The Looming Crisis of Emergency Powers and Holding the 2020 Presidential Election
by Mark Medish and Joel McCleary
May 4, 2020
The future of electoral democracy in the United States is, without exaggeration, at risk. While a global pandemic and economic meltdown could provide a pretext for this threat, it does not come from abroad. Instead the threat comes from our own elected leader, the President of the United States—and those who know him best, know this to be true.
President Donald Trump has made a series of comments that convey casual disregard, if not outright contempt, for our constitutional order. Last year, he told a conservative group, “I have an Article II, where I have the right to do whatever I want as president.” On February 18 of this year, he boasted, “I’m actually, I guess, the chief law enforcement officer of the country,” which even if technically true no president would dare assert in defiance of the independence of the Justice Department. On March 12, in the same breath as mentioning the availability of “strong emergency powers,” Trump declared, “I have the right to do a lot of things that people do not know about.” A week later he asserted, “When somebody’s the president of the United States, the authority is total. And that’s the way it’s got to be.”

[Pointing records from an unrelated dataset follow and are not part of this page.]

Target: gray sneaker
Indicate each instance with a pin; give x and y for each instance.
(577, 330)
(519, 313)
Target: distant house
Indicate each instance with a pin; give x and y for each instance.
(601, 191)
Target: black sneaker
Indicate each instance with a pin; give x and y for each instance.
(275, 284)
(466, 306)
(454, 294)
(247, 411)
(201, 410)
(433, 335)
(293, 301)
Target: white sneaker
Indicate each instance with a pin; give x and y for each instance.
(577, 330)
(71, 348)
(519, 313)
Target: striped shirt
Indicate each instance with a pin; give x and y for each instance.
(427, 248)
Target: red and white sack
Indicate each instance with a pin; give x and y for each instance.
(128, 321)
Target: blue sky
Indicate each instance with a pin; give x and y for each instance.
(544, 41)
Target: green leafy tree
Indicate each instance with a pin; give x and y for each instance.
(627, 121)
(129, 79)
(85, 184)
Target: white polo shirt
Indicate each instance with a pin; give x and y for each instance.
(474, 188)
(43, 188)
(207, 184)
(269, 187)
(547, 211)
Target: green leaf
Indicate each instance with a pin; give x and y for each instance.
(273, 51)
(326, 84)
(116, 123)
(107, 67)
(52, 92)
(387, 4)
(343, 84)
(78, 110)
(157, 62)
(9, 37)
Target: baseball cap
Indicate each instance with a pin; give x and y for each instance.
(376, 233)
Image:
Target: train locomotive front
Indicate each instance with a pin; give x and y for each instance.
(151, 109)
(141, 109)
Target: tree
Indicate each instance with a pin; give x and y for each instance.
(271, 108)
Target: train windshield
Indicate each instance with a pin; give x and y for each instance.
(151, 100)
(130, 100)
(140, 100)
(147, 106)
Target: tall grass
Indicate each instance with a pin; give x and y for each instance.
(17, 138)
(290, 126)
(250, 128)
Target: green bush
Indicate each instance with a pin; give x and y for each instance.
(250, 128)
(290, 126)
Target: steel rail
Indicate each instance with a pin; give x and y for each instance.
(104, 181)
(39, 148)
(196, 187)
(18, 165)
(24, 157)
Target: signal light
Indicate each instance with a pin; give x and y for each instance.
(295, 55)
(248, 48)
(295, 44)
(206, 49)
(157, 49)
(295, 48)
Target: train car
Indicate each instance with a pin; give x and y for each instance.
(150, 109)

In the spirit of total authority, Trump has claimed the power to adjourn Congress during the Covid-19 crisis to give him, among other things, free rein to make recess appointments. Despite bipartisan opposition, he has dismissed inspectors general in several departments because they dared expose fraud, waste, and political abuse that implicated him. He has claimed the emergency authority to open or close the country. He has undermined the authority of governors by inciting civil disobedience, urging citizens to “liberate” their states from pandemic shutdowns and making supportive statements of armed agitators who do so. Trump has also threatened to put the U.S Postal Service, on which mail-in voting depends, out of business. This pattern of overstepping authority and undermining institutions is too consistent – and the subject matter too serious – to be dismissed as innocent frivolity or ignorance.
Former Vice President Joe Biden has stated his concern about Mr. Trump’s intentions in regard to the elections in November. The presumptive Democratic nominee said he believed that the president might “kick back the election somehow, come up for some rationale for why it can’t be held.” The White House rejected the charge, yet Biden’s concern is warranted. Indeed, the threat is broader still. It includes the possibility of Trump’s abusing emergency powers to suppress voting in general, using other means to interfere with opposition party organizing, or adopting extraordinary measures to contest an election that he loses.